Whether trading is slow or it’s fast, the issue is that it can be a struggle to trade effectively when the market switches gears quickly.

Is Trading About Preparation?  I Say Yes!

I believe that much of trading comes down to preparation.

For example, too many traders come into work on what they feel will be a quiet day and fail to plan for the possibility of the market breaking out.

Errors are then easier to make when you’re trying to assess as well as plan while the market is unfolding at a rate that can put you to sleep.

  • It could be that you fail to spot the break at all and continue to play the range extremes.
  • It  be the case that you just don’t believe a break enough to hold on to a position and you only take a few ticks or that you miss a good entry location and start chasing the market until you finally get a trade executed – just when the market turns!

There have been times in the past where I’ve been caught right at the very top!

The problem with these issues is it can carry over to your next trade – and the big part of being a successful trader is minimizing errors and the compounding affect they can have.

If you are going to trade on any day whatsoever, you must effectively prepare and account for possible market conditions and scenarios.

 

Know What To Prepare For

Imagine you think today might be a quiet day, you may look at preparing for the following scenario:

  1. Primary market session opens up
  2. Traders test one way and then the other
  3. Once initial trading is complete, further tests of either side to explore for action may take place
  4. If no new interest is found at the extremes (i.e. there is no breakout) then the market may be range bound
  5. If market starts to move quicker, watch for breakout and for possible news reports
  6. In event of breakout, enter market only when pullback to good location occurs in order to minimize risk

This is a  basic outline of just one scenario and would need to be filled out with market specifics and your own trading methodology.

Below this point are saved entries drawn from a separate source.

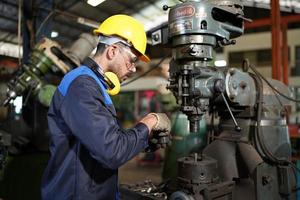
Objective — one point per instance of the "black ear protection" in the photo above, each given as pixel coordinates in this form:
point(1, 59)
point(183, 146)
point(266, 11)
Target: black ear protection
point(111, 80)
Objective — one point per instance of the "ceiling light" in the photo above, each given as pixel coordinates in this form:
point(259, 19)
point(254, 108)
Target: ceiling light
point(54, 34)
point(220, 63)
point(95, 2)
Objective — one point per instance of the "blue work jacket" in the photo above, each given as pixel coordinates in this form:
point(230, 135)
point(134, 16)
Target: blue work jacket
point(87, 144)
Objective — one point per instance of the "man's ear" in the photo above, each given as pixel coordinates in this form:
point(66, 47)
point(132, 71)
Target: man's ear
point(112, 51)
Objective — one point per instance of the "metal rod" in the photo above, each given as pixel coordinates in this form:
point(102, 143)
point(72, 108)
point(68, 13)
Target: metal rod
point(276, 40)
point(285, 54)
point(237, 127)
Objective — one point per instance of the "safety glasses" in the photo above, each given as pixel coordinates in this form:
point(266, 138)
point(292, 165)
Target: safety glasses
point(131, 57)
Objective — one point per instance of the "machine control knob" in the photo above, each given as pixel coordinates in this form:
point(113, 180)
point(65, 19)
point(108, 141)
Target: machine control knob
point(219, 85)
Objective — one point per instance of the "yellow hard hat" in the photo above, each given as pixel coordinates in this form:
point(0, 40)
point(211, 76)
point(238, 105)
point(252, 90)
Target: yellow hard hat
point(128, 29)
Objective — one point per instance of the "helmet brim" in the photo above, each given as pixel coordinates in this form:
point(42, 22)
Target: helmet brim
point(144, 58)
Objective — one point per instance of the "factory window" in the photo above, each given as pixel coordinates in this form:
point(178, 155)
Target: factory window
point(297, 57)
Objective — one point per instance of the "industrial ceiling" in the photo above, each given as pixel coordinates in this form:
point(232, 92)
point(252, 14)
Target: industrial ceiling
point(72, 17)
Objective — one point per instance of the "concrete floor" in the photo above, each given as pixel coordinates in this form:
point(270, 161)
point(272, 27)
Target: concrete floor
point(133, 172)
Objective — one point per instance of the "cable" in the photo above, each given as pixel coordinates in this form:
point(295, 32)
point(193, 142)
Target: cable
point(147, 72)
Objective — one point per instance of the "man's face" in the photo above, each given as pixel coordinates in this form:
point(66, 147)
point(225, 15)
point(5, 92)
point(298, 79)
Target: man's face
point(124, 64)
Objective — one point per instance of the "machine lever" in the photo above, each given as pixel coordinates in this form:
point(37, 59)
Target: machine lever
point(237, 127)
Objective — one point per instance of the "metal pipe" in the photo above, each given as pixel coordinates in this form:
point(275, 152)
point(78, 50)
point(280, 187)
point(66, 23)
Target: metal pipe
point(276, 47)
point(285, 54)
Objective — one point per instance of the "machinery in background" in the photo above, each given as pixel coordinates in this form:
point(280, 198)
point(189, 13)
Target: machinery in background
point(24, 137)
point(249, 156)
point(48, 57)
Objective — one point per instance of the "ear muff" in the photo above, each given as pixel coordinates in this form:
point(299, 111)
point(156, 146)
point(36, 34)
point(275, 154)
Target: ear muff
point(113, 83)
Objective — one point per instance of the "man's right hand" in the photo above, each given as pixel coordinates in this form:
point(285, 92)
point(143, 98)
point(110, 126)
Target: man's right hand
point(163, 123)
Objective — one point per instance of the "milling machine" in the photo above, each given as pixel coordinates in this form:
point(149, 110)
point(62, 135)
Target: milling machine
point(249, 156)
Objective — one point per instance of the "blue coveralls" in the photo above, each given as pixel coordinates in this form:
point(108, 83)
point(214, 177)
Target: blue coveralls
point(87, 144)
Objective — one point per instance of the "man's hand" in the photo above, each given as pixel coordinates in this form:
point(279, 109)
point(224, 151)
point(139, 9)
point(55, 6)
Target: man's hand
point(160, 134)
point(163, 123)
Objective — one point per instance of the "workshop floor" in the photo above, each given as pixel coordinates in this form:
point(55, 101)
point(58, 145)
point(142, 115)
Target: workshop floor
point(136, 171)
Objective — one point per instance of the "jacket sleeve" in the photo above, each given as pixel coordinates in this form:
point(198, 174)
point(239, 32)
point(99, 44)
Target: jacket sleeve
point(96, 128)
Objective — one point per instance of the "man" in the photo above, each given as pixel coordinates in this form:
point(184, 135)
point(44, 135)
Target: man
point(87, 143)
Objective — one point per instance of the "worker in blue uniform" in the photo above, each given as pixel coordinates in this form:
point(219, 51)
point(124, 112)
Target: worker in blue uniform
point(87, 144)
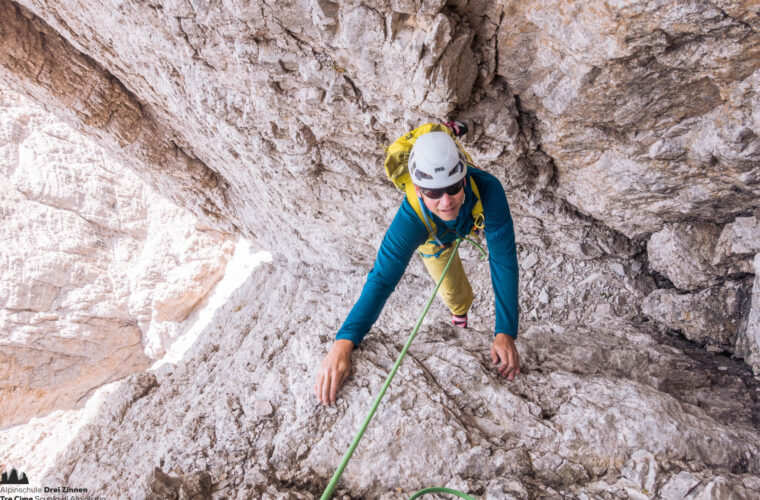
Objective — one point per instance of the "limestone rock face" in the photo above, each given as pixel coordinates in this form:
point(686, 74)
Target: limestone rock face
point(607, 123)
point(97, 272)
point(715, 316)
point(684, 253)
point(648, 109)
point(737, 245)
point(748, 344)
point(592, 404)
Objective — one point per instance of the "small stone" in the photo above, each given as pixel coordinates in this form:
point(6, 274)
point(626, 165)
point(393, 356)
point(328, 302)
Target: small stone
point(262, 408)
point(530, 261)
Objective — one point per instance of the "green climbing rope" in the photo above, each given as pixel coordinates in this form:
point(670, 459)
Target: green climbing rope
point(438, 489)
point(339, 471)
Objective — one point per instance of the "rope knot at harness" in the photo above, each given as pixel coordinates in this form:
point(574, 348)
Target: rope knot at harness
point(339, 471)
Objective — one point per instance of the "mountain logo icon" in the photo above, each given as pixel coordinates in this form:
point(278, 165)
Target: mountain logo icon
point(14, 478)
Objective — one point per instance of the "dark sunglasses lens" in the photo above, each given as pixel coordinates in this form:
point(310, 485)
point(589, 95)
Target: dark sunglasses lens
point(434, 194)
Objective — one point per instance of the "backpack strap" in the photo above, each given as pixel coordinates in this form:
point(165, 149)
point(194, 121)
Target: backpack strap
point(414, 201)
point(477, 210)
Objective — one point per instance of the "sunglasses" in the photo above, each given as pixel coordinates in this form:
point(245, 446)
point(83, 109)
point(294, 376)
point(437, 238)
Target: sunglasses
point(434, 194)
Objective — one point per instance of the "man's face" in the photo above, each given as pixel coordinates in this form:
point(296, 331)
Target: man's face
point(447, 206)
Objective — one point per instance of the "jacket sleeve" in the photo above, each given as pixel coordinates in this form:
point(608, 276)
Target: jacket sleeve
point(405, 234)
point(502, 254)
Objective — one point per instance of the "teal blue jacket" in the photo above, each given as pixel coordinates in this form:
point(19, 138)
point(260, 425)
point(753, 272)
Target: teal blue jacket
point(407, 232)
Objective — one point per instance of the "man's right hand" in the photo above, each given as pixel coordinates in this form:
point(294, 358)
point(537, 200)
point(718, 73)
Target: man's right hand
point(334, 371)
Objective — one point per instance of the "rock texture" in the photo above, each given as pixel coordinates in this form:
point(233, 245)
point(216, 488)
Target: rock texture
point(607, 409)
point(97, 272)
point(626, 136)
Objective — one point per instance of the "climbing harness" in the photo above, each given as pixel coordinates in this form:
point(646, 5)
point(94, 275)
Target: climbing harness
point(339, 471)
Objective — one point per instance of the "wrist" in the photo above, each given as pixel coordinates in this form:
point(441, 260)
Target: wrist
point(343, 345)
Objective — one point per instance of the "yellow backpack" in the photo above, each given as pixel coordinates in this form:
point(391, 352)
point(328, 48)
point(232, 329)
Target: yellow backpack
point(397, 169)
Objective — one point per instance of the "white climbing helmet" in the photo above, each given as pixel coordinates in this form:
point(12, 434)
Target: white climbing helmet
point(436, 162)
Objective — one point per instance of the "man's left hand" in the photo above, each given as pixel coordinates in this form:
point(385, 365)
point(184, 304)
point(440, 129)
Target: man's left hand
point(504, 354)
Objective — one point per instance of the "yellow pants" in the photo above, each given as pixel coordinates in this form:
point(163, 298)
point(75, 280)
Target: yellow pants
point(455, 290)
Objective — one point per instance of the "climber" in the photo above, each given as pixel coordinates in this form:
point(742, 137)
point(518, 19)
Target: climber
point(453, 192)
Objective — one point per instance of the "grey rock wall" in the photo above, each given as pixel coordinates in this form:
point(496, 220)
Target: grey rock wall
point(626, 136)
point(601, 409)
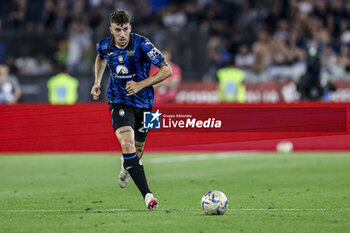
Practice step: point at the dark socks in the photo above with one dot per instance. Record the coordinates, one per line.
(136, 171)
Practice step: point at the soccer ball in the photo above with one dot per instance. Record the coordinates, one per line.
(214, 203)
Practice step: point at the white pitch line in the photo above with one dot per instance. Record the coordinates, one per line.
(140, 210)
(186, 158)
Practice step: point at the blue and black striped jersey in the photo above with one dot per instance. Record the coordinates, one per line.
(131, 63)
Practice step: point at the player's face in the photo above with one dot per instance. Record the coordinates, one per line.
(121, 33)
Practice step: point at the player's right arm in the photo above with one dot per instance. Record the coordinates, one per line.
(100, 66)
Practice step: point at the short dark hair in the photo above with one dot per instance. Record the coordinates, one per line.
(119, 17)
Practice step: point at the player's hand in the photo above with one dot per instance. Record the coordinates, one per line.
(132, 87)
(96, 91)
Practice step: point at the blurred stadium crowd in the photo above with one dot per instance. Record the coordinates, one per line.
(269, 39)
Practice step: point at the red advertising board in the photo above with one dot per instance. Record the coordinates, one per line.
(87, 127)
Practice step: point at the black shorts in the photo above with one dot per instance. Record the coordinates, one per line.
(124, 115)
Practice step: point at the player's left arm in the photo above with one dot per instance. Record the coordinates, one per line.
(164, 72)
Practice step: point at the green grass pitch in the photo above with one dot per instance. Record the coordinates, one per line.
(267, 192)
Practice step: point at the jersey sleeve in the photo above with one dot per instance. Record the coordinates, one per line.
(152, 53)
(99, 49)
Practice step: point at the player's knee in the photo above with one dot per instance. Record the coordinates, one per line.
(139, 153)
(127, 146)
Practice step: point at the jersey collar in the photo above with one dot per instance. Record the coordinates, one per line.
(111, 43)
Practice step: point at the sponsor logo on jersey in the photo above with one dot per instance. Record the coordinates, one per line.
(120, 59)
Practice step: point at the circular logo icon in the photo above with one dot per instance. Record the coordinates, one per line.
(121, 112)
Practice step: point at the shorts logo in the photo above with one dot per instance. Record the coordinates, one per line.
(121, 112)
(151, 120)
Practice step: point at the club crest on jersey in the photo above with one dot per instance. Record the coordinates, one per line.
(153, 54)
(131, 53)
(120, 59)
(121, 112)
(122, 70)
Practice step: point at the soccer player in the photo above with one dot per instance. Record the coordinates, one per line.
(129, 57)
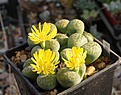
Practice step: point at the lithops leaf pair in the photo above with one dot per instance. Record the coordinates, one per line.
(94, 50)
(68, 78)
(62, 25)
(77, 39)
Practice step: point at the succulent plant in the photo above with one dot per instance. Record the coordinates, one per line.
(82, 70)
(34, 49)
(68, 78)
(52, 27)
(62, 25)
(27, 63)
(75, 26)
(88, 36)
(94, 50)
(63, 53)
(30, 43)
(77, 39)
(27, 71)
(62, 39)
(52, 44)
(47, 82)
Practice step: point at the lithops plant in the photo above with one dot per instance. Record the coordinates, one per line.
(27, 63)
(52, 27)
(62, 39)
(74, 71)
(88, 36)
(27, 71)
(77, 39)
(62, 25)
(94, 50)
(63, 53)
(30, 43)
(68, 78)
(42, 33)
(34, 49)
(52, 44)
(75, 26)
(45, 65)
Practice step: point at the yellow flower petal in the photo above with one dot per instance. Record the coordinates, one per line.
(45, 61)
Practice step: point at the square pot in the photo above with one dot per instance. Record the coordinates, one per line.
(98, 84)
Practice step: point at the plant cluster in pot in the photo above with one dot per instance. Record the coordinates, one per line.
(61, 56)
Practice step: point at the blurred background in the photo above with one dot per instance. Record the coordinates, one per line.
(102, 18)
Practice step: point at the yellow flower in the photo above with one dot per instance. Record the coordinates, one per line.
(45, 62)
(42, 33)
(75, 59)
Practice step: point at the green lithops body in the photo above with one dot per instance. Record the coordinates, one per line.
(94, 50)
(27, 71)
(68, 78)
(75, 26)
(62, 39)
(63, 53)
(57, 54)
(52, 27)
(34, 49)
(62, 25)
(88, 36)
(27, 63)
(52, 45)
(77, 40)
(47, 82)
(82, 70)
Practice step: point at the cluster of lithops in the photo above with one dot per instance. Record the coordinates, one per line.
(63, 42)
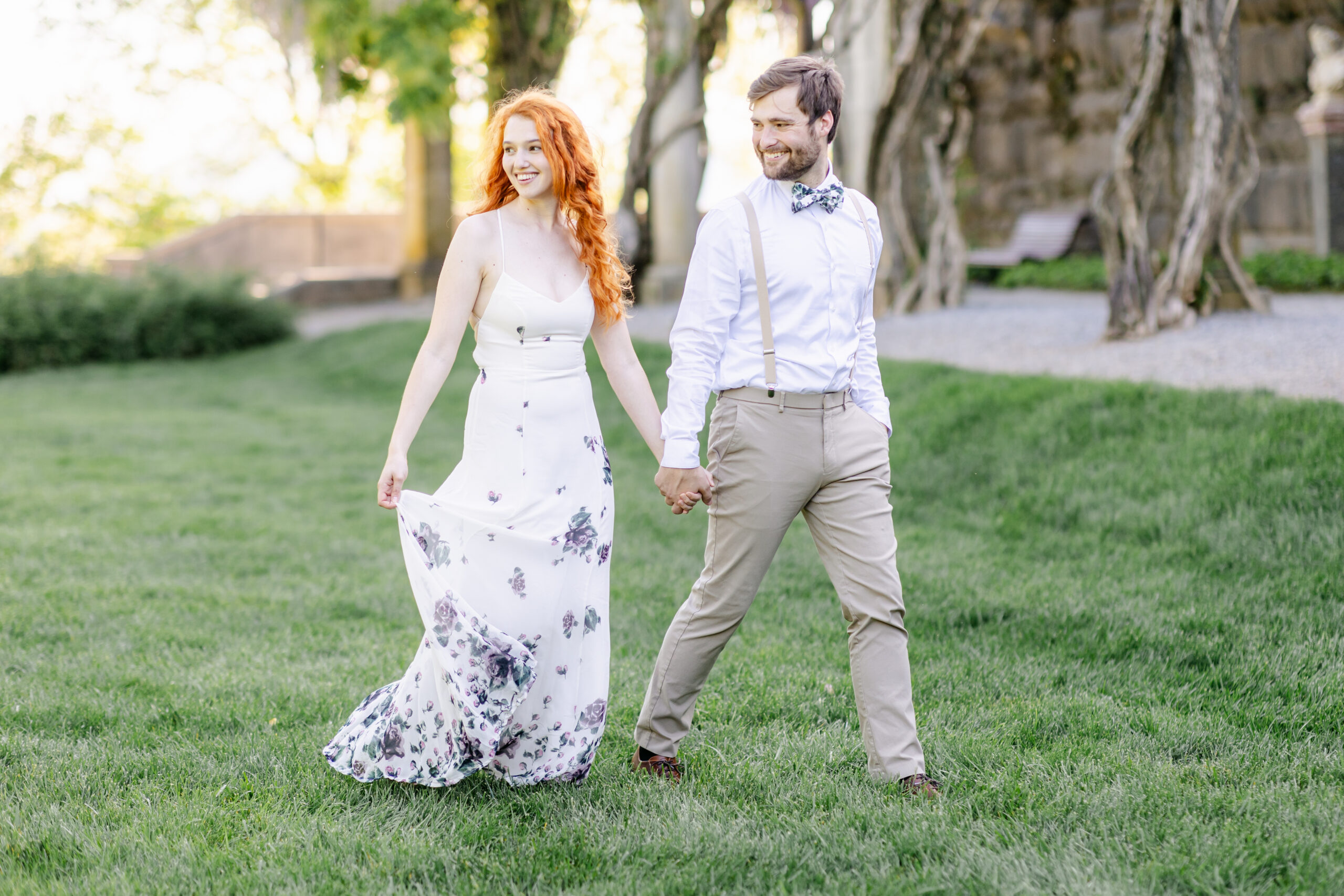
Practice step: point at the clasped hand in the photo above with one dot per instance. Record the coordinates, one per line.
(683, 488)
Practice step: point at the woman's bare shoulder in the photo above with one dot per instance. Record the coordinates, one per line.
(476, 241)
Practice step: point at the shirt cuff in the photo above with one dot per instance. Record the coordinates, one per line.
(682, 453)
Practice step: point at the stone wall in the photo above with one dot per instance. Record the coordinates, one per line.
(1049, 89)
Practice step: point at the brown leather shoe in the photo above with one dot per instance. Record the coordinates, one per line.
(921, 785)
(658, 766)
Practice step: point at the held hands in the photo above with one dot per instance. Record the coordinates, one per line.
(682, 489)
(390, 483)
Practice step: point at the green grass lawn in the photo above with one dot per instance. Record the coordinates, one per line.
(1126, 602)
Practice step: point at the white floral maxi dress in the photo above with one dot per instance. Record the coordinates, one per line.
(508, 563)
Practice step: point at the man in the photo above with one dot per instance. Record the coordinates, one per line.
(802, 424)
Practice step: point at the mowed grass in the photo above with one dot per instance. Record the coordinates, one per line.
(1126, 602)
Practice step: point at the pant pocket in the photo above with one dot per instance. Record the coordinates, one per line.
(723, 430)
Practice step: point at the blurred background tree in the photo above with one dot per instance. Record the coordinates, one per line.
(412, 41)
(527, 44)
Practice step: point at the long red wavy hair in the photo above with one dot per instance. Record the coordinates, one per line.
(568, 150)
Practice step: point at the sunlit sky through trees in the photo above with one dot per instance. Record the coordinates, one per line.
(171, 120)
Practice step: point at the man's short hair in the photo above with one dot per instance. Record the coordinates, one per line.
(820, 87)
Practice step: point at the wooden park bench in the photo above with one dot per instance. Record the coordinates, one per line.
(1041, 236)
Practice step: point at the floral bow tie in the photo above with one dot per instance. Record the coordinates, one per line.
(828, 198)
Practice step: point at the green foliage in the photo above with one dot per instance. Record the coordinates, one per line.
(1070, 272)
(1292, 270)
(1288, 270)
(123, 207)
(413, 42)
(1124, 602)
(58, 318)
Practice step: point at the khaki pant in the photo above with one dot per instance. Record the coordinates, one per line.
(831, 464)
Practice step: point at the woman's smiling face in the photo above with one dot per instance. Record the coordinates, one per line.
(524, 163)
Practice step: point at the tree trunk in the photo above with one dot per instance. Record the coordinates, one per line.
(670, 54)
(1189, 51)
(428, 207)
(526, 44)
(927, 93)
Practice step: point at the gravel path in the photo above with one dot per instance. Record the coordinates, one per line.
(1297, 351)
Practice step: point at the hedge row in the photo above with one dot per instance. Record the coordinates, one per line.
(58, 318)
(1288, 272)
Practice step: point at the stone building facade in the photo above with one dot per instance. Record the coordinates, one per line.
(1049, 87)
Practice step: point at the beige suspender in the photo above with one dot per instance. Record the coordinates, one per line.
(772, 383)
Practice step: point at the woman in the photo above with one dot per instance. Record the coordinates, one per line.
(508, 559)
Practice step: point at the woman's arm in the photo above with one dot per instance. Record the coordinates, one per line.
(629, 382)
(459, 288)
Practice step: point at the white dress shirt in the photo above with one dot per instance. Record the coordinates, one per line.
(820, 276)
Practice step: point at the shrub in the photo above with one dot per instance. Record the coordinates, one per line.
(1294, 270)
(57, 318)
(1072, 272)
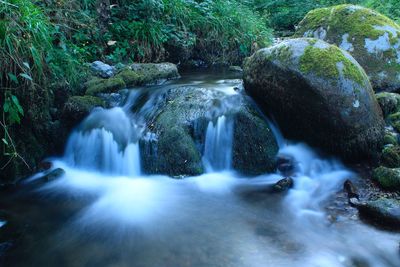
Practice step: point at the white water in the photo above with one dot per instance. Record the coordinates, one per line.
(202, 221)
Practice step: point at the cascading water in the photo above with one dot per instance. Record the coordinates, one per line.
(120, 217)
(218, 145)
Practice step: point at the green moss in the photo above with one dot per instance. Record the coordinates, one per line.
(391, 156)
(389, 102)
(98, 85)
(130, 77)
(390, 139)
(323, 62)
(387, 178)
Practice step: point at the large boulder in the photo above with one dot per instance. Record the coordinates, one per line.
(176, 130)
(371, 38)
(317, 93)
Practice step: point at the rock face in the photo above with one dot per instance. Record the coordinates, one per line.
(176, 132)
(371, 38)
(383, 211)
(317, 93)
(78, 107)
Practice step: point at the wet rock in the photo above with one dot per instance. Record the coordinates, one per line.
(387, 178)
(370, 37)
(78, 107)
(236, 69)
(317, 93)
(97, 86)
(285, 164)
(383, 212)
(102, 69)
(351, 190)
(283, 185)
(151, 73)
(391, 156)
(179, 123)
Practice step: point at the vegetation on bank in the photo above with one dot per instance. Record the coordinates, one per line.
(45, 47)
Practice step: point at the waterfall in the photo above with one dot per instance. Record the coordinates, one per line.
(218, 145)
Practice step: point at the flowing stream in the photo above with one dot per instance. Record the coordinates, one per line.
(104, 212)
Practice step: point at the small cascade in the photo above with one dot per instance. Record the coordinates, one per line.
(218, 145)
(106, 142)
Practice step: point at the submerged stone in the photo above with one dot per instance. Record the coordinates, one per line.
(371, 38)
(317, 93)
(78, 107)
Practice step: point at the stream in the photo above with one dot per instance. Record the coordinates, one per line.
(105, 212)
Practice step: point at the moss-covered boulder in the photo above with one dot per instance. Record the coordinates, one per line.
(391, 156)
(383, 212)
(97, 86)
(389, 102)
(176, 130)
(129, 77)
(387, 178)
(371, 38)
(151, 73)
(317, 93)
(78, 107)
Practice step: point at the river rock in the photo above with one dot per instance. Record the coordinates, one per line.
(78, 107)
(387, 178)
(371, 38)
(102, 69)
(383, 211)
(176, 132)
(317, 93)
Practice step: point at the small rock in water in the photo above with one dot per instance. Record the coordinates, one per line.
(351, 190)
(283, 185)
(102, 69)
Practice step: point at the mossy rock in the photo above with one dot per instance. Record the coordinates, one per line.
(387, 178)
(180, 121)
(391, 156)
(371, 38)
(151, 73)
(78, 107)
(390, 139)
(389, 102)
(129, 77)
(98, 86)
(319, 94)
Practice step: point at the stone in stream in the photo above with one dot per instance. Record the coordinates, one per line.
(176, 131)
(370, 37)
(102, 69)
(319, 94)
(78, 107)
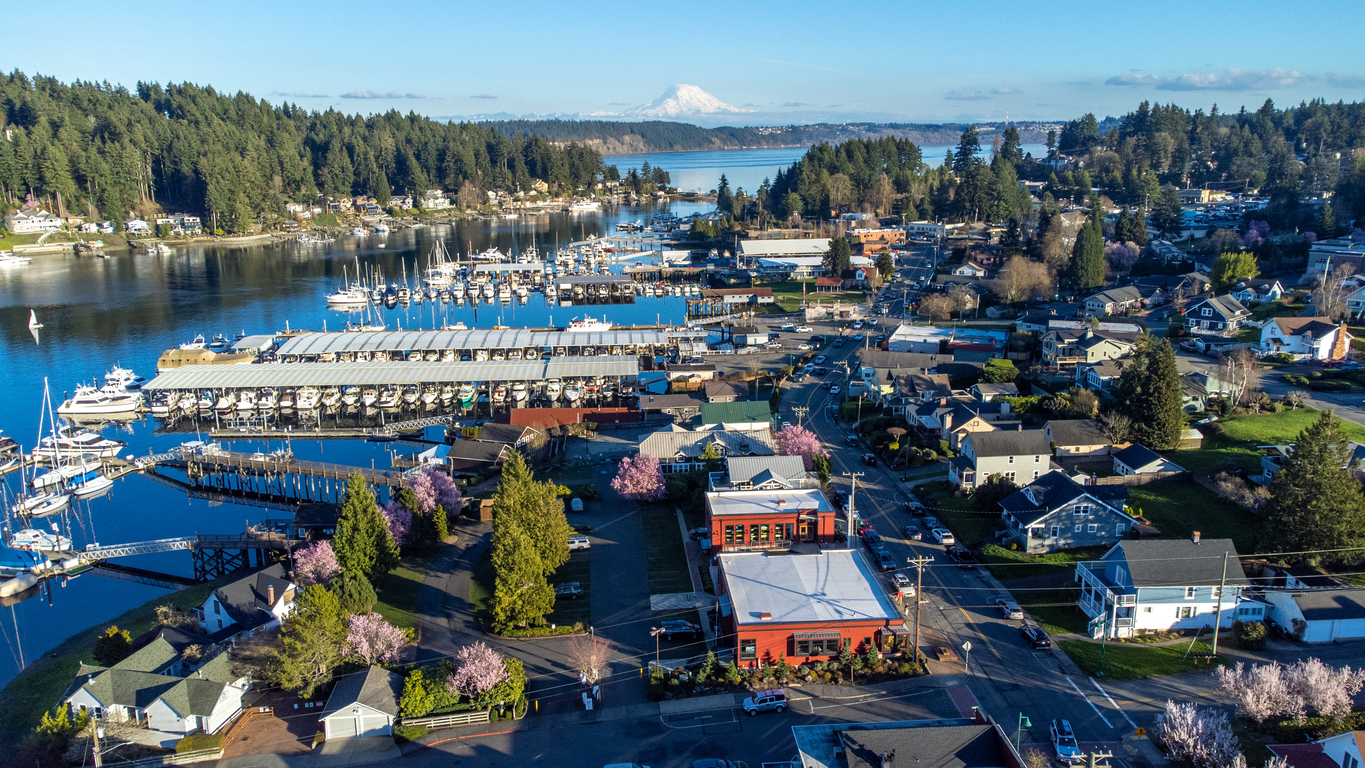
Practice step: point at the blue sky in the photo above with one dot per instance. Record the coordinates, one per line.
(782, 62)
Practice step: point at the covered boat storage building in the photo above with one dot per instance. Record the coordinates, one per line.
(513, 344)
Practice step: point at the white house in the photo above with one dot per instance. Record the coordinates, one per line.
(260, 599)
(1165, 584)
(161, 688)
(1324, 615)
(363, 704)
(1316, 338)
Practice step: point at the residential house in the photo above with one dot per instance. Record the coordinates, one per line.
(1064, 347)
(1077, 438)
(1316, 338)
(957, 742)
(1342, 750)
(1165, 584)
(725, 392)
(260, 599)
(1113, 302)
(1021, 456)
(163, 689)
(1216, 314)
(769, 519)
(30, 221)
(1320, 615)
(1057, 513)
(681, 450)
(363, 704)
(744, 415)
(1099, 377)
(803, 607)
(987, 392)
(1141, 460)
(1257, 291)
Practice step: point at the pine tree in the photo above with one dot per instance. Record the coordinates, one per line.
(362, 542)
(1316, 502)
(1150, 393)
(311, 641)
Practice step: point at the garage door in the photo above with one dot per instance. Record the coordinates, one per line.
(340, 726)
(374, 726)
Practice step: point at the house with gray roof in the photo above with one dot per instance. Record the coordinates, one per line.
(260, 599)
(171, 685)
(363, 704)
(680, 450)
(1163, 584)
(1057, 513)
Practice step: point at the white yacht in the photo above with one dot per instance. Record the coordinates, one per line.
(90, 401)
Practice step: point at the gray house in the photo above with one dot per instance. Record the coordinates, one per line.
(1057, 513)
(1165, 584)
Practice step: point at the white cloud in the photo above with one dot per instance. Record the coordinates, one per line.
(377, 94)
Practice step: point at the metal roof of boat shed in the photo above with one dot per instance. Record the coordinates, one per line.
(389, 373)
(478, 338)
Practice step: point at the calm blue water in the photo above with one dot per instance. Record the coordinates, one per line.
(131, 307)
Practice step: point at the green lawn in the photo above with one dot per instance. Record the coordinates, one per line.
(571, 611)
(1136, 662)
(399, 595)
(1182, 506)
(38, 686)
(664, 551)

It could branch out into different scenarios very easily.

What if the market initially tests one way and finds a whole heap of order waiting to be filled?

What would you look for and how would you attempt to trade in this situation?

Even though it’s very simple, lots of people don’t do it properly if at all before they trade and especially on what they deem to be a quiet day.

But then if it does move, the potential is definitely there to get into trouble. Generally, the simpler things are the less value people assign to them. Would you agree with that?

 

Didn’t Prepare?  Take A Day Off

The other option in the case of a potentially quiet day is to just do something else and not trade at all.

However, if this is what you decide to do but you still monitor the market at the same time, you must be disciplined to not do anything!

If you don’t prepare, don’t trade just because the market starts moving unexpectedly. That can lead to problems.

If you do prepare but choose a specific set of conditions which are required for you to enter the market, then stick to them! Don’t take a trade out of boredom!

The last scenario is when it’s going to be quiet and people want to get their business done early. The market moves in a sustained direction for a while then just stops.

If you haven’t covered this scenario in the context of the broader market, then you could be banging away at perfectly reasonable trend continuation trades when really, your entry is somewhere toward the wrong extreme of what is to become a new range.

 

One Directional Day

Assessing the possibility of a “one-move” session can be difficult sometimes especially for a newer trader.

However, there are a few simple clues to help you deduce that this scenario has a high likelihood.

Time of the year is generally important.

When lots of traders are likely to be on holiday, those stuck in the office probably won’t want a long day or to get into trouble in a quiet market right before they go off on holiday with the family.

There’s nothing worse than having taken a big hit in the market, to then have to seem happy in front of the family or to try to come up with something when they ask why you’re in a bad mood!!

Then there’s whether or not there’s a scheduled economic release or speech. Holiday, holiday Friday or otherwise, if market moving information is due to be released then there’s a much greater chance that it’ll be busy.

So when it comes down to being able to run with the market when it switches gears in times such as the summer, preparation for different scenarios prior to trading each day is critical.

Fail to prepare, prepare to fail

I can’t emphasize enough just how important this is for trading.

In fact, I would say that most issues arise for traders either directly because of or at least relating to preparation in its various forms.